During recent years, microsensors have appeared on the market. Concerned citizens and other actors have begun purchasing these low cost air quality sensors to measure air quality where they live and work.
– We understand very well that people are engaged, says senior scientist Núria Castell from NILU’s Department for Urban Environment and Industry, – and we appreciate that. At the same time, it is important to orient yourself in the market.
Castell has participated in several evaluations of various types of microsensors. She believes it is important that both private citizens and others are aware that these sensors are still in the development phase.
– Most microsensors for air quality monitoring available today are so unstable that we would not advise to use them in contexts that require high data quality and reliability, she explains.
– For instance health related or regulatory monitoring.
Currently, there are no EU directives, other regulations or independent quality assurance for microsensors, as for the stationary monitoring stations used in Norway today. Thus, it is difficult to be sure that data quality from microsensors is good enough. This must be taken into account when selecting surveillance solutions to help protect the health of citizens.
– It is necessary to establish a quality check framework for microsensors to be calibrated against reference stations, explains Castell.

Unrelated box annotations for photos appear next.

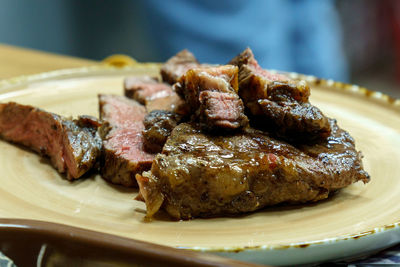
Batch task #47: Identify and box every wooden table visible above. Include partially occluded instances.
[0,44,100,80]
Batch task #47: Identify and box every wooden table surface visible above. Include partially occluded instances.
[0,44,100,80]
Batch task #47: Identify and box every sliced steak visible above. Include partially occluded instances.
[160,49,200,85]
[0,102,101,180]
[99,95,154,187]
[230,48,331,142]
[143,110,182,153]
[174,65,248,130]
[137,120,369,219]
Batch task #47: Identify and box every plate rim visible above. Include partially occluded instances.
[0,62,400,253]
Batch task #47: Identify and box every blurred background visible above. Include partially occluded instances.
[0,0,400,98]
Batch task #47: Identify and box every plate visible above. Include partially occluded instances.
[0,64,400,265]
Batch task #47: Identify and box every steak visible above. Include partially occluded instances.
[174,65,248,130]
[160,49,200,85]
[0,102,101,180]
[99,95,154,187]
[137,122,369,219]
[230,48,331,142]
[143,110,182,153]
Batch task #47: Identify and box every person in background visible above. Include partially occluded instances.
[142,0,349,81]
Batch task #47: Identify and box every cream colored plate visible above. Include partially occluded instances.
[0,64,400,265]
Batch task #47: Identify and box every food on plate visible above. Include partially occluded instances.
[0,102,101,180]
[136,49,369,219]
[99,95,154,187]
[143,110,182,153]
[174,65,248,130]
[124,76,187,114]
[160,49,200,85]
[137,119,369,219]
[230,48,331,141]
[0,48,370,219]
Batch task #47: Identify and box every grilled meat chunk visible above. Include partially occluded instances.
[137,120,369,219]
[174,65,248,130]
[230,48,331,141]
[99,95,154,187]
[161,49,200,85]
[0,102,101,180]
[124,76,188,115]
[143,110,182,153]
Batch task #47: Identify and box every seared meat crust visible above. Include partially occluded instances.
[0,102,101,180]
[99,95,154,187]
[174,65,248,130]
[230,48,331,142]
[137,120,369,219]
[143,110,182,153]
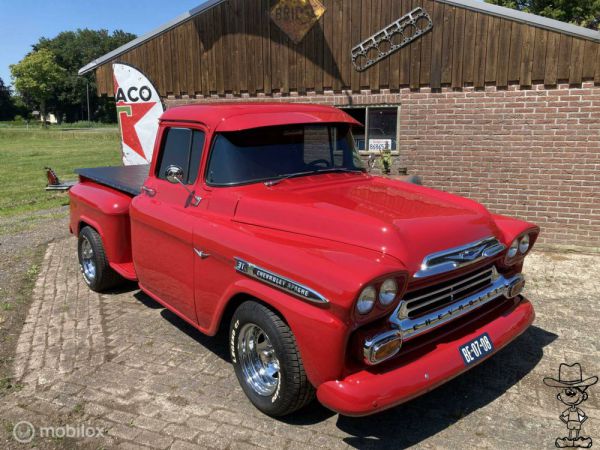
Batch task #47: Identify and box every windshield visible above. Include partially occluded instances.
[206,124,365,186]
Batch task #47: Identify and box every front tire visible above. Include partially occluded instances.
[77,226,123,292]
[229,301,315,417]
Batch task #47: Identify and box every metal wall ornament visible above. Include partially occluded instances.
[271,0,327,44]
[352,7,433,72]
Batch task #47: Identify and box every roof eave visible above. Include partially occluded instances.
[436,0,600,42]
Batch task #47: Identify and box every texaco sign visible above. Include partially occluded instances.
[271,0,326,44]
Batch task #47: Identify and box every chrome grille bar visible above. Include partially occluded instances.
[390,274,524,341]
[404,268,493,304]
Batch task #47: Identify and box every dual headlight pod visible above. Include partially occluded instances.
[506,234,531,261]
[356,278,398,315]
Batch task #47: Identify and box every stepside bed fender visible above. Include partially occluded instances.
[69,181,132,264]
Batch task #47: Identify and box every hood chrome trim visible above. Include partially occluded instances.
[413,236,506,278]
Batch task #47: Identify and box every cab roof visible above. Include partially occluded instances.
[160,103,361,132]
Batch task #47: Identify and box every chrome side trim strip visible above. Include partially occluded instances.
[414,236,506,278]
[234,257,329,305]
[390,274,525,341]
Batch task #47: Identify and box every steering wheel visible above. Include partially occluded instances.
[308,159,331,169]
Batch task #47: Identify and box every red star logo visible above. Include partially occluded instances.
[115,78,156,159]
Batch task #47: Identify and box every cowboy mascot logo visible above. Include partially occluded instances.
[544,363,598,448]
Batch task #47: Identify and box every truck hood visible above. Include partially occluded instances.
[234,174,500,274]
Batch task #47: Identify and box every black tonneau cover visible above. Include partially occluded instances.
[75,164,150,195]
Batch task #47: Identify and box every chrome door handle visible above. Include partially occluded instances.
[142,186,156,197]
[194,248,210,259]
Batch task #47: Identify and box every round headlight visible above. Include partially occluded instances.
[379,278,398,306]
[519,234,529,255]
[508,239,519,258]
[356,286,377,314]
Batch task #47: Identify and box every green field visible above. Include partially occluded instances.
[0,127,121,218]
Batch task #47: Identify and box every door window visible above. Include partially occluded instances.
[156,128,205,184]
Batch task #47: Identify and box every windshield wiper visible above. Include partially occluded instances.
[265,167,363,186]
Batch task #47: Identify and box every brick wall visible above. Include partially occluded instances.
[167,83,600,248]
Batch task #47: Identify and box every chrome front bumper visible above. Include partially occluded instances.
[363,274,525,365]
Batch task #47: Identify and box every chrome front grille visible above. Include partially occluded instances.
[399,266,498,319]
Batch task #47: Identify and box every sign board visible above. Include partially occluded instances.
[369,139,392,150]
[113,63,164,166]
[271,0,327,44]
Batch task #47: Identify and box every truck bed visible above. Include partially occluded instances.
[75,164,150,196]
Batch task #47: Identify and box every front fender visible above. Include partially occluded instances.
[216,278,349,387]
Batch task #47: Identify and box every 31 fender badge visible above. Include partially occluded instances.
[234,258,329,304]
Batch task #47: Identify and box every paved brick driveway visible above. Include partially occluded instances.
[0,239,600,449]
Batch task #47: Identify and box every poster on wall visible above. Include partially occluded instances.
[369,139,392,150]
[113,63,164,166]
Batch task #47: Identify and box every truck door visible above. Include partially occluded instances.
[131,127,205,323]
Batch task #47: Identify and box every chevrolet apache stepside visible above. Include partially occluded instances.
[70,104,539,416]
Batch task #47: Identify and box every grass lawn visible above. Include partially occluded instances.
[0,128,121,218]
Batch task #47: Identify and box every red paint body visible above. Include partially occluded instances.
[70,104,539,415]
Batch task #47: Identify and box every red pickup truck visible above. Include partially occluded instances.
[70,104,539,416]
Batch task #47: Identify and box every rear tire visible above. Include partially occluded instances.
[77,226,123,292]
[229,301,315,417]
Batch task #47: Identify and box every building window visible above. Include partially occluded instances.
[344,106,398,153]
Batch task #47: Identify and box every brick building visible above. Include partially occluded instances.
[80,0,600,248]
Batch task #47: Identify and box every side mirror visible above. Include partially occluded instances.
[165,166,202,207]
[165,166,183,184]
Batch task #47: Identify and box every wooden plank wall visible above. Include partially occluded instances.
[96,0,600,96]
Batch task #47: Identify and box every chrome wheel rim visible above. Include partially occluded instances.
[81,237,96,284]
[237,323,280,397]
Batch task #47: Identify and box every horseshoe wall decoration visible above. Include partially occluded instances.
[352,7,433,72]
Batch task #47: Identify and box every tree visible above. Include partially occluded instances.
[0,78,15,120]
[33,29,136,122]
[485,0,600,30]
[10,49,66,123]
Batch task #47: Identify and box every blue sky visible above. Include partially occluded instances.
[0,0,203,84]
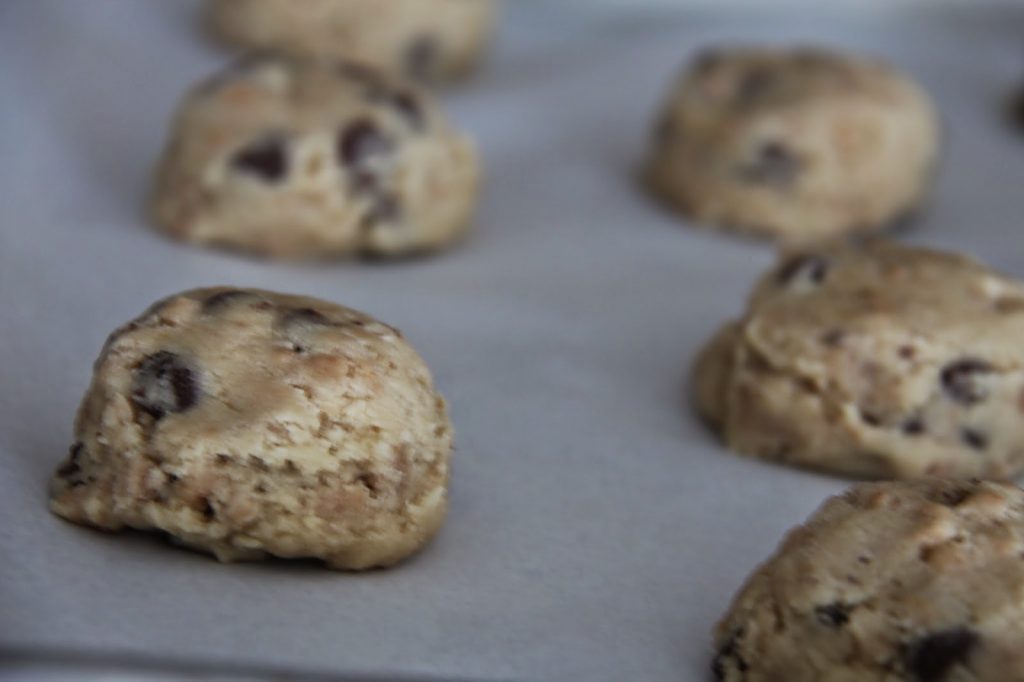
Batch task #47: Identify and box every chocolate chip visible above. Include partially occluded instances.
[131,350,199,419]
[282,308,331,326]
[386,92,425,130]
[814,601,850,628]
[351,172,401,228]
[57,441,85,487]
[739,141,804,188]
[903,628,978,682]
[860,409,882,427]
[711,628,750,682]
[199,498,217,521]
[821,329,846,348]
[337,119,391,168]
[231,135,288,182]
[902,417,925,435]
[776,254,828,285]
[404,35,441,81]
[936,487,972,507]
[355,472,380,498]
[961,427,988,450]
[203,289,252,312]
[939,357,992,404]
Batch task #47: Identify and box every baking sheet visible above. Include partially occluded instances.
[0,0,1024,682]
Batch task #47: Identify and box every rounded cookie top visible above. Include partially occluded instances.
[51,288,452,568]
[649,49,939,243]
[209,0,496,82]
[712,480,1024,682]
[695,240,1024,477]
[152,57,479,258]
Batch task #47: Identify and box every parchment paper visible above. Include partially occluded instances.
[0,0,1024,682]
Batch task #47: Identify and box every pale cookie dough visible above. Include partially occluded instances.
[694,240,1024,477]
[209,0,496,82]
[50,288,452,569]
[648,49,940,243]
[712,480,1024,682]
[152,58,480,258]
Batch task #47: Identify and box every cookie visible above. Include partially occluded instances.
[50,288,453,569]
[152,58,480,258]
[208,0,495,82]
[647,49,940,244]
[694,240,1024,478]
[712,480,1024,682]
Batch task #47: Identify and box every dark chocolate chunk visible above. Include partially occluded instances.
[711,628,749,682]
[351,172,401,228]
[939,357,992,404]
[385,92,426,130]
[337,119,392,168]
[203,289,252,312]
[57,441,85,487]
[821,329,846,348]
[937,487,972,507]
[961,427,988,450]
[231,135,288,182]
[860,409,882,427]
[776,254,828,285]
[814,601,850,628]
[282,308,331,325]
[903,628,978,682]
[903,417,925,436]
[739,140,804,188]
[199,498,217,521]
[131,350,199,419]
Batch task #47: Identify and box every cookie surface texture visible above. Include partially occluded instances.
[51,288,453,569]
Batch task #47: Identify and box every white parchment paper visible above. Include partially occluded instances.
[6,0,1024,682]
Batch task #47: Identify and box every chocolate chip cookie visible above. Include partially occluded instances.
[209,0,496,82]
[648,49,940,244]
[51,288,452,569]
[694,240,1024,477]
[152,58,480,258]
[712,479,1024,682]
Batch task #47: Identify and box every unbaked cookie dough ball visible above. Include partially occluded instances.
[50,288,452,569]
[712,480,1024,682]
[209,0,496,82]
[152,58,480,258]
[647,49,940,243]
[694,240,1024,478]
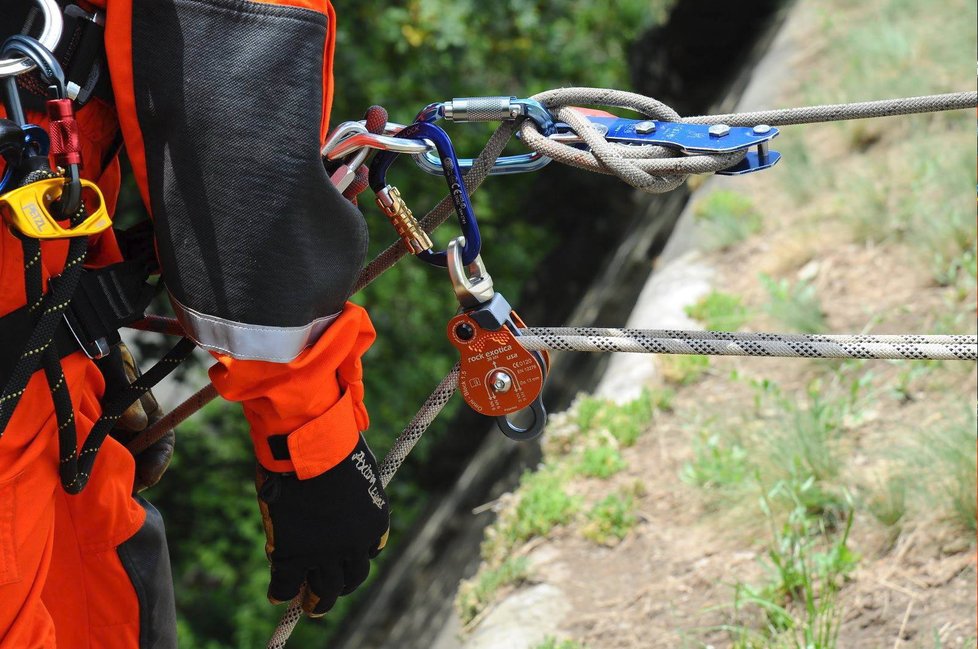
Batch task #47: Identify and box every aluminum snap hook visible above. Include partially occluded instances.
[370,122,482,268]
[447,237,495,309]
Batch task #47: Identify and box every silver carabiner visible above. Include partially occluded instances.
[446,237,496,309]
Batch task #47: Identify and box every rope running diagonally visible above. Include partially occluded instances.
[215,88,978,649]
[267,327,978,649]
[267,363,459,649]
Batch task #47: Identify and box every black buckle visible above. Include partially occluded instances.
[64,308,112,361]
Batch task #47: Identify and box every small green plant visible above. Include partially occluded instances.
[581,493,638,546]
[658,354,710,385]
[693,190,762,249]
[907,409,978,537]
[577,444,628,479]
[760,274,826,334]
[455,557,529,626]
[482,467,580,563]
[577,390,656,446]
[866,475,908,529]
[533,636,587,649]
[685,290,750,331]
[680,430,753,489]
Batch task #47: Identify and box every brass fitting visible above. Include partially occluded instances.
[377,185,434,255]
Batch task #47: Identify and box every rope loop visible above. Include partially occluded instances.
[519,88,746,194]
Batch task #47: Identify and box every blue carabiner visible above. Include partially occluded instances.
[369,122,482,268]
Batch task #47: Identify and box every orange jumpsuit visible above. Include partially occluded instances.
[0,0,374,649]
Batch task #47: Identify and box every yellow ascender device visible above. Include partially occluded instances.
[0,178,112,239]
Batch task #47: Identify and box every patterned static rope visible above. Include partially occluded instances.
[518,327,978,361]
[267,327,978,649]
[260,88,978,649]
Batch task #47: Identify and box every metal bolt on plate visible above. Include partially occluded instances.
[489,370,513,392]
[709,124,730,137]
[635,120,655,135]
[455,322,475,340]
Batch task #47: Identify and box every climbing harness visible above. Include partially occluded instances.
[448,237,550,441]
[369,121,482,268]
[0,26,195,494]
[0,0,978,649]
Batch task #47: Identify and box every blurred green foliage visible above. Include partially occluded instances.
[147,0,671,649]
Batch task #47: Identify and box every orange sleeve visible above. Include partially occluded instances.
[210,302,376,479]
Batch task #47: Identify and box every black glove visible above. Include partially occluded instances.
[256,436,390,617]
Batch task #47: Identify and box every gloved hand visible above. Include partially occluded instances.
[106,343,176,493]
[256,435,390,617]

– Another challenge to be solved is how different weather conditions affect microsensors, for instance, when measurements are affected by changes in temperature and relative humidity.
– For now, data from microsensors must be quality assured by experts in order to be useful. We believe that the future of air quality measurement by microsensors is very promising, but for now we do not recommend using them as a basis for making health related decisions.
– Nevertheless, with proper calibration and quality control, some of the sensors on the market provide data sufficiently reliable to determine whether the air quality is good, moderate or highly polluted. What this means is that that citizens can use these microsensors to get an overall opinion of the air quality where they live, she concludes.